States are sovereign, unless that sovereignty is limited by a Constitutional provision. They were prior to the adoption of the Constitution and they are today. No one argues otherwise.
Article III took a bit of that sovereignty away. (at least arguably - certainly the Chisholm court agreed.) The 11th amendment restored that bit that was taken away by Article III. And as that bit had nothing to do with suits against a state by citizens of that state, there was no need for the 11th amendment to discuss those kinds of suits.
…And the fact that they didn’t write “no state may segregate on the basis of race” means that you have to look deeper, or elsewhere, in order to read segregation is unconstitutional from the words ‘equal protection,’ ‘due process,’ or ‘privileges and immunities.’ Some people have pointed out that because the Framers themselves didn’t seem overly fond of integration, there’s no reason to assume that they intended mandatory integration to be one of the results of the Fourteenth Amendment.

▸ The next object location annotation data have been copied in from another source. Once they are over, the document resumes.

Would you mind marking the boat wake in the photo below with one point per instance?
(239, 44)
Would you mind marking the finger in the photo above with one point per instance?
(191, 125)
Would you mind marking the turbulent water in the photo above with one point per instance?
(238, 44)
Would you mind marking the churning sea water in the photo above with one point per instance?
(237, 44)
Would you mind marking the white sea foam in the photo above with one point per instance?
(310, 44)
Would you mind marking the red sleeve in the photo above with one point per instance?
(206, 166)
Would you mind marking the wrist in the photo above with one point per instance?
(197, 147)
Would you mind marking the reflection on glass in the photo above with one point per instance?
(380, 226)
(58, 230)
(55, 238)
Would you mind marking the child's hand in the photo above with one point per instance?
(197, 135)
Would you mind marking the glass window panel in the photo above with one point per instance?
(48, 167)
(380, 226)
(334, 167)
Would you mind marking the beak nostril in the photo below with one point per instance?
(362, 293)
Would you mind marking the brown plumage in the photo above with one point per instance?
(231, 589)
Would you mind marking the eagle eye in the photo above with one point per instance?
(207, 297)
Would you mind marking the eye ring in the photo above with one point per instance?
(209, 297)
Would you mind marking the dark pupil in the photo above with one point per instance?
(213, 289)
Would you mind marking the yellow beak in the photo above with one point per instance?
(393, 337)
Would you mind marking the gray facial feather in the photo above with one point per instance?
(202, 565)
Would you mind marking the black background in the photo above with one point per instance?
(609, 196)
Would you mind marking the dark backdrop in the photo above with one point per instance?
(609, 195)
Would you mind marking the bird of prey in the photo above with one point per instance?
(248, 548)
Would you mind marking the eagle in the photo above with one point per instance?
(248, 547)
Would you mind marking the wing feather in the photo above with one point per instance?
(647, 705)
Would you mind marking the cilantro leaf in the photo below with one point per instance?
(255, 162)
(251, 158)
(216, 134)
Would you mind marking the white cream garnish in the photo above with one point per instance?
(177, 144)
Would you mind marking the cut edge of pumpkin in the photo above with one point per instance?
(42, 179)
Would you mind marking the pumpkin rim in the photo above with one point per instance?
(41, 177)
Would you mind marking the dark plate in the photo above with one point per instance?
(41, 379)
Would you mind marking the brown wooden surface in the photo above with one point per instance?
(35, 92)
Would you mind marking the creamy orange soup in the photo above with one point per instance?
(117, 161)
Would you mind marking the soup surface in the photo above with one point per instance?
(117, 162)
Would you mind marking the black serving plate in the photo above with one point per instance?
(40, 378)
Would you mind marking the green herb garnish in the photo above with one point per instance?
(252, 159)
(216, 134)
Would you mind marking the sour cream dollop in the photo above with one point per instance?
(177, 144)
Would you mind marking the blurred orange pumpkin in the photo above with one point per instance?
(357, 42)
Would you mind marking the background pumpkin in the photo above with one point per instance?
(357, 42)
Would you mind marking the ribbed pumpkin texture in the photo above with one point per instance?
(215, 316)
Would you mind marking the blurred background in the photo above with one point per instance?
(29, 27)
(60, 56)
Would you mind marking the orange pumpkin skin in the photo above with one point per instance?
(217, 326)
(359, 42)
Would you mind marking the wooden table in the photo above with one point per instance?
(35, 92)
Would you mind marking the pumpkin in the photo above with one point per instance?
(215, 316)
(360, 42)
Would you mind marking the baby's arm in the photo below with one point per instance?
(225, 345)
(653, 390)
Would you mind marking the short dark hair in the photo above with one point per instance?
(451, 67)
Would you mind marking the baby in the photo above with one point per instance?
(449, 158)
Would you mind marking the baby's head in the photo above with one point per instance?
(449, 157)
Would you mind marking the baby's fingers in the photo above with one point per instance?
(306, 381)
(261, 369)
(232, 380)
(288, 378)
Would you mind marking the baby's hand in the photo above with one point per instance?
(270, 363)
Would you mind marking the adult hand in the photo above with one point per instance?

I’m not sure I’m understanding your argument.
One thing amply demonstrated by this discussion: whatever the desireable term, the “originalist” school of thought has no monopoly on legitimacy, there are good and valid reasons to be so persuaded, but there good and valid reasons to be persuaded otherwise.
Now, I don’t know a tort from a titty, but seems to me if you’ve got a substantial number of persons educated in a discipline and therein respected, and they hold a substantially different opinion than others, you have two “schools of thought”. A discussion on thier relative validity is therefore a matter of opinion, not proveable.
If only those who hold one point of view are to be deemed legitimate, this starts a very ugly ball rolling. Lysenkoism is a prominent example.
Are all the nominee’s of the Bush Admin of the conservative persuasion? I think we can take that as a given, their generosity in bipartisanship is bupkus. So, at best, we got a whole slew of moderately conservative judges that sailed right through without so much as a blink.
When Dems decry these few as being too far from the center, why shouldn’t we believe them? Lot of lawyers in thier midst, I’m sure. Surely we aren’t given to believe that the Dems just picked these guys at random? So, sure, the Tighty Rightys knew what they were doing, they were playing “In Yer Face, Sucka!” from the git go. They had no intention but riling up the shit when the re-nominated those guys. What, there were no qualified moderates to be found? Without these august personsages, the Republic would falter?
Now that is stupid, nearsighted and destructive. Republicans have a history of being bad losers, and worse winners.
Isn’t the most reasonable reading of “all cases in law and equity arising under this Constitution [and] the laws of the United States” that citizens of a state could sue that state in federal court on a federal question, the state’s consent notwithstanding?